[
https://issues.apache.org/jira/browse/DRILL-6118?page=com.atlassian.jira.plugin.system.issuetabpanels:comment-tabpanel&focusedCommentId=16440040#comment-16440040
]
Bridget Bevens commented on DRILL-6118:
---------------------------------------
Documentation is updated for this JIRA:
[https://drill.apache.org/docs/parquet-filter-pushdown/]
> Handle item star columns during project / filter push down and directory
> pruning
> ----------------------------------------------------------------------------------
>
> Key: DRILL-6118
> URL: https://issues.apache.org/jira/browse/DRILL-6118
> Project: Apache Drill
> Issue Type: Improvement
> Affects Versions: 1.12.0
> Reporter: Arina Ielchiieva
> Assignee: Arina Ielchiieva
> Priority: Major
> Labels: doc-impacting, ready-to-commit
> Fix For: 1.13.0
>
>
> Project push down, filter push down and partition pruning does not work with
> dynamically expanded column with is represented as star in ITEM operator:
> _ITEM($0, 'column_name')_ where $0 is a star.
> This often occurs when view, sub-select or cte with star is issued.
> To solve this issue we can create {{DrillFilterItemStarReWriterRule}} which
> will rewrite such ITEM operator before filter push down and directory
> pruning. For project into scan push down logic will be handled separately in
> already existing rule {{DrillPushProjectIntoScanRule}}. Basically, we can
> consider the following queries the same:
> {{select col1 from t}}
> {{select col1 from (select * from t)}}
> *Use cases*
> Since item star columns where not considered during project / filter push
> down and directory pruning, push down and pruning did not happen. This was
> causing Drill to read all columns from file (when only several are needed) or
> ready all files instead. Views with star query is the most common example.

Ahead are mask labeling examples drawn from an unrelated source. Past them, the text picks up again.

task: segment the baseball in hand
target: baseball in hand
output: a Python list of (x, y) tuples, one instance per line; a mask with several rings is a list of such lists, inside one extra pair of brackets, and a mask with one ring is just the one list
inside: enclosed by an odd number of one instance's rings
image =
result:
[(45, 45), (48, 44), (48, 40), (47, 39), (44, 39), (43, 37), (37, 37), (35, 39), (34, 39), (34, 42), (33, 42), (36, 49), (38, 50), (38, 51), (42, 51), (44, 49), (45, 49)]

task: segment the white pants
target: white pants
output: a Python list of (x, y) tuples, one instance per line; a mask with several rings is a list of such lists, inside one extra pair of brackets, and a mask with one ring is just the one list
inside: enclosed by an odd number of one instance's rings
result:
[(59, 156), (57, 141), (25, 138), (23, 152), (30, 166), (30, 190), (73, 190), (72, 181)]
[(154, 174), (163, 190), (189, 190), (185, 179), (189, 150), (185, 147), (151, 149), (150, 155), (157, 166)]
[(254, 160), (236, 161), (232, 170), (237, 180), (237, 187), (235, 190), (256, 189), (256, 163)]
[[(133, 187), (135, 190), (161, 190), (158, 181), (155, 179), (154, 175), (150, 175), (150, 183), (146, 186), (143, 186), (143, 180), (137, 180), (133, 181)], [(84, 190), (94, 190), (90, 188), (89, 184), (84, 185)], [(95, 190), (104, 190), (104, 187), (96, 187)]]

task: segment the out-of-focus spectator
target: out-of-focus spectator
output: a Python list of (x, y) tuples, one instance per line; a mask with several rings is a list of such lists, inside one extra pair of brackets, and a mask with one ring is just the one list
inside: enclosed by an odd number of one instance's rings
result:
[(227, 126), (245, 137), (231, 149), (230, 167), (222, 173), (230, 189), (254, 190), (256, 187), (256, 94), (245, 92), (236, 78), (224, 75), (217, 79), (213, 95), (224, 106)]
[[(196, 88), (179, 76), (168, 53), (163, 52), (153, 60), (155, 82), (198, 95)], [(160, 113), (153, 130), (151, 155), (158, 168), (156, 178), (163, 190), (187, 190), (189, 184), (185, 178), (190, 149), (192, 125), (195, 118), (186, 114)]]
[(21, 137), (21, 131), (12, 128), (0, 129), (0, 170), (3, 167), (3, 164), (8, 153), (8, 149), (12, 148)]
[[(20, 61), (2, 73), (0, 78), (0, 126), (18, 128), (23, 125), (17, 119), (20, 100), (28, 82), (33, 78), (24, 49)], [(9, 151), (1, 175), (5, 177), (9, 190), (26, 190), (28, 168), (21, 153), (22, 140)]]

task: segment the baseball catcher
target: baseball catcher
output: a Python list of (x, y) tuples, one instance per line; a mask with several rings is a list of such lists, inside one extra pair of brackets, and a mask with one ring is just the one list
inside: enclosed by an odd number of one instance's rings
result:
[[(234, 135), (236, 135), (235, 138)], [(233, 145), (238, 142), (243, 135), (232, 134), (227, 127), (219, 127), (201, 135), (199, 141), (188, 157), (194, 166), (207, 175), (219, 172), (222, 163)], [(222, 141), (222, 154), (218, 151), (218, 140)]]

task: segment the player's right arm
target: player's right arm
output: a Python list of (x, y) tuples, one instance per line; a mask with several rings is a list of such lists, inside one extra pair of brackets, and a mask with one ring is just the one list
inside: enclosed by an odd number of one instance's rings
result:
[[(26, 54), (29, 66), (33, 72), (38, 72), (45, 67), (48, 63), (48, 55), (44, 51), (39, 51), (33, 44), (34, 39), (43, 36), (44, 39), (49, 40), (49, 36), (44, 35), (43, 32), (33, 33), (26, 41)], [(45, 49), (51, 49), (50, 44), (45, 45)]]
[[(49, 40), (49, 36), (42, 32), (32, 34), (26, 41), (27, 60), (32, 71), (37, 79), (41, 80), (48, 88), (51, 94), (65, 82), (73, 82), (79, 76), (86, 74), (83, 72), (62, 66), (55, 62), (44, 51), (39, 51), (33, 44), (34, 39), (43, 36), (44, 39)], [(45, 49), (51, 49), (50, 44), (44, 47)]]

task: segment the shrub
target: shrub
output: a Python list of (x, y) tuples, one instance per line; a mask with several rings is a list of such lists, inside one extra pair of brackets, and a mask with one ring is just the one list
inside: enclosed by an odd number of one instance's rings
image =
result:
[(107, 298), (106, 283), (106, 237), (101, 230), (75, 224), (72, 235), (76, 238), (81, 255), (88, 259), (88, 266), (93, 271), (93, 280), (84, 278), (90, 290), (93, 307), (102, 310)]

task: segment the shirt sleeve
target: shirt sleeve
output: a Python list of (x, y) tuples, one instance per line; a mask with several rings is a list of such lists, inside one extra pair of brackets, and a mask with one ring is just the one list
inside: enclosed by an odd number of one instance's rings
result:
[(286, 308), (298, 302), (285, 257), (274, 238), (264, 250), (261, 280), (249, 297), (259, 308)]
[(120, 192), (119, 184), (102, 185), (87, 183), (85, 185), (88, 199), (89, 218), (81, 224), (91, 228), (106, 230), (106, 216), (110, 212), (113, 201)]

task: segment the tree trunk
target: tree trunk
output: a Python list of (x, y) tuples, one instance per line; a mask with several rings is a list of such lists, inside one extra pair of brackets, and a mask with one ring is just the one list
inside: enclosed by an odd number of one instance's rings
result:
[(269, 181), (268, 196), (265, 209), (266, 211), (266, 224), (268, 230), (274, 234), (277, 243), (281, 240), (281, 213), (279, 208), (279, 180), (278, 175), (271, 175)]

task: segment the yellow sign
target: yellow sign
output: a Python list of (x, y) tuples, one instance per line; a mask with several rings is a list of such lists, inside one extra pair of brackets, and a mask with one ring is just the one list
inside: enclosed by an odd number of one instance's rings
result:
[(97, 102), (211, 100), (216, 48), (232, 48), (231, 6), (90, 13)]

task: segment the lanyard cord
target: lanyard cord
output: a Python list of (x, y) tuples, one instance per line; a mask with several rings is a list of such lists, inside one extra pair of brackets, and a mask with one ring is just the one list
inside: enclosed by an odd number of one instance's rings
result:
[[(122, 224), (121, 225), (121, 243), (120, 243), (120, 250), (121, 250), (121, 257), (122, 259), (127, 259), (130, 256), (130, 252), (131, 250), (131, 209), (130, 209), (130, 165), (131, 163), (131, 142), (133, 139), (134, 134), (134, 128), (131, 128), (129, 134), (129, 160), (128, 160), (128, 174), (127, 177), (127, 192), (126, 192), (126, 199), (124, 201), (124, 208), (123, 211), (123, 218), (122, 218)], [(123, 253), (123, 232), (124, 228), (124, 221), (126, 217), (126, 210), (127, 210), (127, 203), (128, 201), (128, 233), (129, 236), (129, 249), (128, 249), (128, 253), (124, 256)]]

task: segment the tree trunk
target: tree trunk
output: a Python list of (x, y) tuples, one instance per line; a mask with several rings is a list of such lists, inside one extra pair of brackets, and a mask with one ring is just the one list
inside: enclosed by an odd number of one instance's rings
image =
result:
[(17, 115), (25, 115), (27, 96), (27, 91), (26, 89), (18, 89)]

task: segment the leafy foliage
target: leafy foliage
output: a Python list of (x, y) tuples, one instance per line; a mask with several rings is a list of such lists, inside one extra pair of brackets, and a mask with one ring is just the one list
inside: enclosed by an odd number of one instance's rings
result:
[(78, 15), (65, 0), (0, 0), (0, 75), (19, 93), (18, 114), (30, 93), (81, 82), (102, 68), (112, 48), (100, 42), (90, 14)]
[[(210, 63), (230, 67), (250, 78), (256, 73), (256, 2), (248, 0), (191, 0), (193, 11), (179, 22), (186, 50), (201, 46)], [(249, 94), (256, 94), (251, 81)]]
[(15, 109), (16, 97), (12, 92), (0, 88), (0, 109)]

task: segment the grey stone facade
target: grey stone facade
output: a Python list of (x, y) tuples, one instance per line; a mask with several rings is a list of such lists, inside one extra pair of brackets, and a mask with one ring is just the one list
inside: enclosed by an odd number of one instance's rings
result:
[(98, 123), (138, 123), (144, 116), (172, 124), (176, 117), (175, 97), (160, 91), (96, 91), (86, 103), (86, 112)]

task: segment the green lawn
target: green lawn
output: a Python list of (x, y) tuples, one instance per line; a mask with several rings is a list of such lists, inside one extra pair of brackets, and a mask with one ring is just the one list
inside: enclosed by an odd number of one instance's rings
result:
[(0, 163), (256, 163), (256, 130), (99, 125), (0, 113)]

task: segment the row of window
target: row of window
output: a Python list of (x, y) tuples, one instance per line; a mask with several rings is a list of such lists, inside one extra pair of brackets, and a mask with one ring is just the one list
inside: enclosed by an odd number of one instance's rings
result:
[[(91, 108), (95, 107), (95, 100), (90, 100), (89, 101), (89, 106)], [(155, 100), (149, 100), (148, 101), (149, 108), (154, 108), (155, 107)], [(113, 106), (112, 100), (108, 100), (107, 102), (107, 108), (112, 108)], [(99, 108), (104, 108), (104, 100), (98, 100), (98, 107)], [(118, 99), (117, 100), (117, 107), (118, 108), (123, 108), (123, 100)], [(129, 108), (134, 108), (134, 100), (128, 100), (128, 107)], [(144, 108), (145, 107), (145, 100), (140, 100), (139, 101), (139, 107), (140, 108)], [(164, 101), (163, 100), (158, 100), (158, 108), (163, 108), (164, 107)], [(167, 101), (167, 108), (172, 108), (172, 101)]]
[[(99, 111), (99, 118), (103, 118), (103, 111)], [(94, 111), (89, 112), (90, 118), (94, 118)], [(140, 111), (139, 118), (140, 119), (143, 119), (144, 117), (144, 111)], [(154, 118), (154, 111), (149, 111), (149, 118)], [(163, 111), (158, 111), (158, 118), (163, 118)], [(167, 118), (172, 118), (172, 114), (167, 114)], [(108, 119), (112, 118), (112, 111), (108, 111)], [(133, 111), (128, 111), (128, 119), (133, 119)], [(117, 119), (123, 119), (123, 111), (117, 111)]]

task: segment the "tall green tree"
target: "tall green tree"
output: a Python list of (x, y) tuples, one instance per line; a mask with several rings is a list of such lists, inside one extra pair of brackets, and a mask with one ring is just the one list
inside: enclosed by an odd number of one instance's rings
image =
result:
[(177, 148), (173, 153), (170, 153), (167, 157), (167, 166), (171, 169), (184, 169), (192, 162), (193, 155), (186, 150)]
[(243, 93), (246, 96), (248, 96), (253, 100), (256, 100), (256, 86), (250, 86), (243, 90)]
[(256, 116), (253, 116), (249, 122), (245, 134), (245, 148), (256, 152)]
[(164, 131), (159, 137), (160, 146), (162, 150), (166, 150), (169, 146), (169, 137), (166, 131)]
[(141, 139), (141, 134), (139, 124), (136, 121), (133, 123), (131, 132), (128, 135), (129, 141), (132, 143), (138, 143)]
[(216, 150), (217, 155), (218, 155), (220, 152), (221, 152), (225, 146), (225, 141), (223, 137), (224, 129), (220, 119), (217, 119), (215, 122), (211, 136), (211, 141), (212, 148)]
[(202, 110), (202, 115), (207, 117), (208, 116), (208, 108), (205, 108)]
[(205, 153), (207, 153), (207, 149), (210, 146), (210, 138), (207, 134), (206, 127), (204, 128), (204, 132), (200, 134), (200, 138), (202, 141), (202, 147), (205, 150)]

> Such behavior significantly degrades performance for item star queries
> comparing to queries without item star.
> *EXAMPLES*
> *Data set*
> will create table with three files each in dedicated sub-folder:
> {noformat}
> use dfs.tmp;
> create table `order_ctas/t1` as select cast(o_orderdate as date) as
> o_orderdate from cp.`tpch/orders.parquet` where o_orderdate between date
> '1992-01-01' and date '1992-01-03';
> create table `order_ctas/t2` as select cast(o_orderdate as date) as
> o_orderdate from cp.`tpch/orders.parquet` where o_orderdate between date
> '1992-01-04' and date '1992-01-06';
> create table `order_ctas/t3` as select cast(o_orderdate as date) as
> o_orderdate from cp.`tpch/orders.parquet` where o_orderdate between date
> '1992-01-07' and date '1992-01-09';
> {noformat}
> *Filter push down*
> {{select * from order_ctas where o_orderdate = date '1992-01-01'}} will read
> only one file
> {noformat}
> 00-00 Screen
> 00-01 Project(**=[$0])
> 00-02 Project(T1¦¦**=[$0])
> 00-03 SelectionVectorRemover
> 00-04 Filter(condition=[=($1, 1992-01-01)])
> 00-05 Project(T1¦¦**=[$0], o_orderdate=[$1])
> 00-06 Scan(groupscan=[ParquetGroupScan
> [entries=[ReadEntryWithPath [path=/tmp/order_ctas/t1/0_0_0.parquet]],
> selectionRoot=/tmp/order_ctas, numFiles=1, numRowGroups=1,
> usedMetadataFile=false, columns=[`**`]]])
> {noformat}
> {{select * from (select * from order_ctas) where o_orderdate = date
> '1992-01-01'}} will ready all three files
> {noformat}
> 00-00 Screen
> 00-01 Project(**=[$0])
> 00-02 SelectionVectorRemover
> 00-03 Filter(condition=[=(ITEM($0, 'o_orderdate'), 1992-01-01)])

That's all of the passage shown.